A call was made. Three or four words. A connection of three or four seconds, and no response gained.

They were driven away at speed, but within the legal limits, to a warehouse in an industrial estate outside the Essex town of Colchester. From habit Simon Rawlings twice employed basic anti-surveillance techniques: circled a roundabout four times on the A12 at Horsley Cross, and slowed on the fast dual carriageway to twenty-five miles per hour. No car had followed them on the roundabout, or slowed to keep pace with them. And the car was clean of tags — it was swept each morning. All routine. Another safe run. Risk minimal. At the warehouse on the industrial estate, the two suitcases containing a million American dollars were to be loaded into a container that would hold, when filled, a cargo of best Staffordshire bone china to be exported to the Greek zone of the island of Cyprus. Reuven Weissberg touted for the business, Josef Goldmann washed the money, and the new millionaires and asset-strippers of the Russian Federation could rest assured that their nest eggs were safe and well protected.

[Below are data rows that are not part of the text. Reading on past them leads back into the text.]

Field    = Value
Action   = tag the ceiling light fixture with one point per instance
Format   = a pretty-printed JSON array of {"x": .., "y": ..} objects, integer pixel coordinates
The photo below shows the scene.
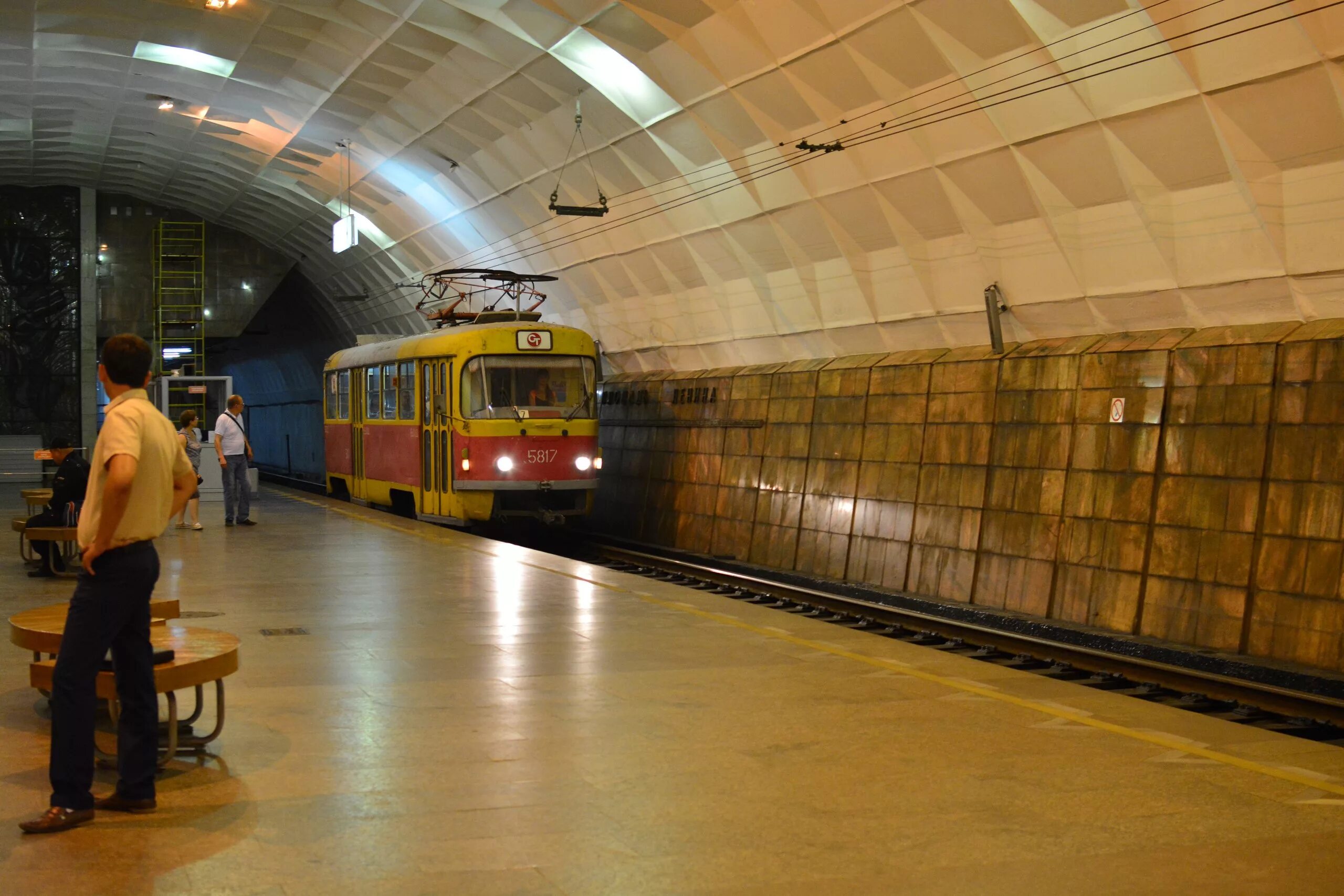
[{"x": 185, "y": 58}]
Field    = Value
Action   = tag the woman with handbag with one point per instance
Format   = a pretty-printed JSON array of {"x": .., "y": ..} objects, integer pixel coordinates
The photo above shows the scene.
[{"x": 190, "y": 441}]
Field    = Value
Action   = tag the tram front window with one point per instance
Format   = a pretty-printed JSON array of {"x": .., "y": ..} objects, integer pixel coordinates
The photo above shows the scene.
[{"x": 510, "y": 387}]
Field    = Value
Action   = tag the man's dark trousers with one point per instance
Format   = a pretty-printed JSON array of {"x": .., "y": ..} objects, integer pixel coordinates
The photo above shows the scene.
[
  {"x": 44, "y": 549},
  {"x": 108, "y": 610}
]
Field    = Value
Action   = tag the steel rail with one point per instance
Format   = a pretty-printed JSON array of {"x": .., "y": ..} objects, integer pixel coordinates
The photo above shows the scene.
[{"x": 1288, "y": 702}]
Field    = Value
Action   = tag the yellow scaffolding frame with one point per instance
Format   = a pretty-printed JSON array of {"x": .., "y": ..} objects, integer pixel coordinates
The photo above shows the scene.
[{"x": 179, "y": 275}]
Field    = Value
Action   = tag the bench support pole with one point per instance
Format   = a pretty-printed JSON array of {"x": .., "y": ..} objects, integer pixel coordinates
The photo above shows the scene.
[{"x": 175, "y": 743}]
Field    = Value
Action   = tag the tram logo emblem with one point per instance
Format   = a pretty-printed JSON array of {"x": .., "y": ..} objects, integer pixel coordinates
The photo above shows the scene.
[{"x": 534, "y": 340}]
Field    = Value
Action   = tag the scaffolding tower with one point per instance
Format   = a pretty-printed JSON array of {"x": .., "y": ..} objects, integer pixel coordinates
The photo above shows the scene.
[{"x": 179, "y": 270}]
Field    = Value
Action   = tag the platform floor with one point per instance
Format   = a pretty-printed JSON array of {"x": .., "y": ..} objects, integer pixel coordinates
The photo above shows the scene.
[{"x": 469, "y": 718}]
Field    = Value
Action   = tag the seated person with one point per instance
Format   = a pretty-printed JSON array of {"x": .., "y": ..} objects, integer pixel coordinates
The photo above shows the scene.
[
  {"x": 542, "y": 394},
  {"x": 69, "y": 487}
]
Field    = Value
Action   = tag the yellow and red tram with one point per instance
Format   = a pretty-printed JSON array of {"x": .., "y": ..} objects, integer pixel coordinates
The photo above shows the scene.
[{"x": 495, "y": 418}]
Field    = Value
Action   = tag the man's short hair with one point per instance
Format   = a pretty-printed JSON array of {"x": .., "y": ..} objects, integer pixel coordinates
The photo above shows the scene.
[{"x": 127, "y": 359}]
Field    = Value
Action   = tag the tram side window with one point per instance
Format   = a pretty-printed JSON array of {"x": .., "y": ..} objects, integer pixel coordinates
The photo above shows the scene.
[
  {"x": 426, "y": 390},
  {"x": 332, "y": 402},
  {"x": 389, "y": 392},
  {"x": 374, "y": 390},
  {"x": 406, "y": 382}
]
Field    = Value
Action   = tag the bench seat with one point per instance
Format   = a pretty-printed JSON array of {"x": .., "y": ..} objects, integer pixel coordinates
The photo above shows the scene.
[
  {"x": 201, "y": 656},
  {"x": 39, "y": 630}
]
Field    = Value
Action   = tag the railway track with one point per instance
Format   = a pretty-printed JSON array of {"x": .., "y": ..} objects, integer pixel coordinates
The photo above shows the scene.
[{"x": 1290, "y": 702}]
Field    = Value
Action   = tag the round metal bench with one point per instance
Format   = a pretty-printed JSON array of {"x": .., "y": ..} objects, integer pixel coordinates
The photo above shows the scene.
[{"x": 201, "y": 657}]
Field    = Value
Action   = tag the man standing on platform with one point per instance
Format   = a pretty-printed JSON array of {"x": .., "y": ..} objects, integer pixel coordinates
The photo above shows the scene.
[
  {"x": 234, "y": 452},
  {"x": 140, "y": 479},
  {"x": 68, "y": 488}
]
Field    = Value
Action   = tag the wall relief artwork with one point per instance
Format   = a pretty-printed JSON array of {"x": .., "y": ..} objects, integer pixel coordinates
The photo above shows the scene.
[{"x": 39, "y": 312}]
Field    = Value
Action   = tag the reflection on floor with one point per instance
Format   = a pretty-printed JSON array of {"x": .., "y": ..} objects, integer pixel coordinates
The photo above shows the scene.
[{"x": 471, "y": 718}]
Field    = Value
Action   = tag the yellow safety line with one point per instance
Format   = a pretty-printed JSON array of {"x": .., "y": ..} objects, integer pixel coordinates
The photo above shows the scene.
[{"x": 1155, "y": 739}]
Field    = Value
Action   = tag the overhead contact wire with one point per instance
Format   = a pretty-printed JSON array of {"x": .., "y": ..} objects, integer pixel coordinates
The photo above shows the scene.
[
  {"x": 921, "y": 121},
  {"x": 869, "y": 136}
]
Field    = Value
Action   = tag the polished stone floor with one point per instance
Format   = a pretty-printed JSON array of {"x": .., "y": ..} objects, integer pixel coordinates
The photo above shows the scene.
[{"x": 469, "y": 718}]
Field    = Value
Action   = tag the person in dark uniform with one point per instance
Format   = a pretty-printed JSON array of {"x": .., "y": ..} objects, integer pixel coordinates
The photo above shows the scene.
[{"x": 68, "y": 488}]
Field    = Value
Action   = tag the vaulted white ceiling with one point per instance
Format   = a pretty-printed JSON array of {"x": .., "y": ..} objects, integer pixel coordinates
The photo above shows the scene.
[{"x": 1203, "y": 184}]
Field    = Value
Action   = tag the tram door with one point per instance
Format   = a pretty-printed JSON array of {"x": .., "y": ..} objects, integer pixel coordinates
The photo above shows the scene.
[
  {"x": 429, "y": 456},
  {"x": 435, "y": 438},
  {"x": 356, "y": 433}
]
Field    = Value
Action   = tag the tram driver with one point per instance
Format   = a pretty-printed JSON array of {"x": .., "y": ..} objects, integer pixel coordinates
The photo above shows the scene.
[{"x": 542, "y": 394}]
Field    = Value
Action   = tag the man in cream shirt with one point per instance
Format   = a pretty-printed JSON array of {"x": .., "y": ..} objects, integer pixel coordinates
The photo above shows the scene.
[{"x": 140, "y": 479}]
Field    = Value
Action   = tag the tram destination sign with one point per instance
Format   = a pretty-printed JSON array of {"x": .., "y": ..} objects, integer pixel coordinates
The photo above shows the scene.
[{"x": 534, "y": 340}]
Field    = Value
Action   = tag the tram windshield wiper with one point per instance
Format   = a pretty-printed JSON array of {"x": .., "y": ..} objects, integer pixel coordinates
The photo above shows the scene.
[{"x": 580, "y": 406}]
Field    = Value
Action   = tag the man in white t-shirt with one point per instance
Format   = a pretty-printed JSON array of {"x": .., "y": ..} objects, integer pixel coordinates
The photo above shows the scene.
[
  {"x": 234, "y": 452},
  {"x": 139, "y": 480}
]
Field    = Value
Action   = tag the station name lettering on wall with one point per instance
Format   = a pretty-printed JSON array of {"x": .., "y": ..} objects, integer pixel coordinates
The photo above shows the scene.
[
  {"x": 625, "y": 397},
  {"x": 701, "y": 395}
]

Josef Goldmann laundered cash and made it clean for legitimate investment, was regarded in the Serious Crime Directorate as a major Organized Crime target, and thought himself safe … and wished that time could be turned back, that two old men had not started out on a drive of sixteen hundred kilometres, had stayed in their goddam hovels in the arse-end of Russia. But, and Viktor could have told him this, time was seldom turned back. On the return journey to London, he wondered what progress they had made — two old men and a carload that was worth, to him, a half-share in eleven million dollars — and he knew the clock was ticking.

* * *

The departure had been planned with the care and precision expected of former officers. The details of the journey, the route and the distance to be driven each day of that week, had been pored over, analysed, queried, debated and agreed.

But they had left late. Should have been gone as the dawn broke under the low cloud on a spring morning. In two weeks they would be home, his neighbour had said to his wife, with attempts at reassurance: there was enough cut wood for two weeks, they had no need of soup, bread and cheese, bills could wait for two weeks, in the car he would be warm, and what did it matter if he stank in soiled underclothes? It wasn’t a posting to Afghanistan, the Chinese border or the Baltic fog fields … It was two weeks’ journey, there and back.

Then it had struck Igor Molenkov, co-conspirator and neighbour of Oleg Yashkin, that Mother’s prolonged goodbye intimated that she had sensed danger he had not considered, or Yashkin spoken of. Pride, self-esteem, had rejected any acknowledgement of danger — as had anger. They were now on the road, and the car rolled along through the sodden forest of the state park, then past great stagnant lakes.

The anger remained as sharp today as when it had been bred, sharp as the talons of a fish-eating eagle circling over the park, sharp as the claws of the bears in its remotest parts. There had been so many days of anger over the betrayal he had endured, and their accumulation had put him in the Polonez car with the road map on his lap, his neighbour beside him, and a destination almost sixteen hundred kilometres to the west.